Gram Staining Procedure: Step-by-Step Techniques and Accurate Interpretation
Gram Staining is a widely used and significant differential staining technique in microbiology. It was developed by Hans Christian Gram, a Danish Bacteriologist, in 1884. This test is used to distinguish between Gram Positive and Gram Negative Bacteria, aiding in the classification and differentiation of microorganisms.
Principle of Gram Staining
When Crystal Violet is used as the primary stain and the bacteria is fixed with a mordant, some bacteria retain the stain while others are decolorized by alcohol. Gram positive bacteria have a thick layer of peptidoglycan, which dehydrates and shrinks when the cell is decolorised. This closure of pores prevents the stain from leaving the cell, resulting in the Crystal Violet-Iodine complex remaining bound to the peptidoglycan layer and appearing blue or purple.
Gram-negative bacteria have a thin layer of peptidoglycan and a thick outer layer made of lipids. This structure causes the CV-Iodine complex to be washed off the cell wall. When exposed to alcohol, the decolorizer dissolves the lipids, allowing the crystal violet-iodine complex to leach out of the cells. After staining with safranin, the bacteria take on a red colour.
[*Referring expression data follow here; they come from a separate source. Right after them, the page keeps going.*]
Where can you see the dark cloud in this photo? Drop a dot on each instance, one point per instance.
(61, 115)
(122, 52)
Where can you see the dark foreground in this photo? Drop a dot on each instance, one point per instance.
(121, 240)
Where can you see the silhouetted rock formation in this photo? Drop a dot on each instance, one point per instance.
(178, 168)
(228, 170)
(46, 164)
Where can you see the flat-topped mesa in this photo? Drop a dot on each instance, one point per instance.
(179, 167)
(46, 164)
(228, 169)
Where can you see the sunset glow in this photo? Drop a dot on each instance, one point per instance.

Reagents Used in Gram Staining
Crystal Violet is the primary stain, Iodine is the mordant, a decoloriser made of acetone and alcohol (95%) is used, and Safranin is the counterstain.
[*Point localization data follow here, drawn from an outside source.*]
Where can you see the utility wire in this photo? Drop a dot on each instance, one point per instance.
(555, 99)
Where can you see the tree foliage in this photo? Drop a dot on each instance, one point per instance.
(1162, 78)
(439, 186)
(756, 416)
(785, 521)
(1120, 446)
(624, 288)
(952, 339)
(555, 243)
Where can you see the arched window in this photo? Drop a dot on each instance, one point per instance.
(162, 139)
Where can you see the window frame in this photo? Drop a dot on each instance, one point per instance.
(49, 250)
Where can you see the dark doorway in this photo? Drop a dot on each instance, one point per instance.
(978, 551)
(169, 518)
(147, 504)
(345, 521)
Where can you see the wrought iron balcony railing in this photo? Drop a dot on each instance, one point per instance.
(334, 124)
Procedure of Gram Staining
1.Take a slide that is clean and free of grease.
2.Use a loopful of sample to prepare a smear of suspension on the clean slide.
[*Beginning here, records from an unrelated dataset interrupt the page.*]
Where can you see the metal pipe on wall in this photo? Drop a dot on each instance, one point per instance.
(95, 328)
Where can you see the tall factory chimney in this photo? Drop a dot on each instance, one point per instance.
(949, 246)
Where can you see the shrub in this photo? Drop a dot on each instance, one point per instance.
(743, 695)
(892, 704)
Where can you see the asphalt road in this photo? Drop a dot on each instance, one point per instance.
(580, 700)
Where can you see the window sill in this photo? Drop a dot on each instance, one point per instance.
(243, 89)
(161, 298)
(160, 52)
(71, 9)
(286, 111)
3.Allow it to air dry and then heat fix it.
4.Pour Crystal Violet and let it sit for approximately 30 seconds to 1 minute, then rinse with water.
5.Apply gram's iodine for 1 minute and wash with water.
6.Next, wash with 95% alcohol or acetone for about 10-20 seconds and rinse with water.
7.Add safranin for approximately 1 minute and wash with water.
8.Allow it to air dry, blot dry, and observe under a microscope.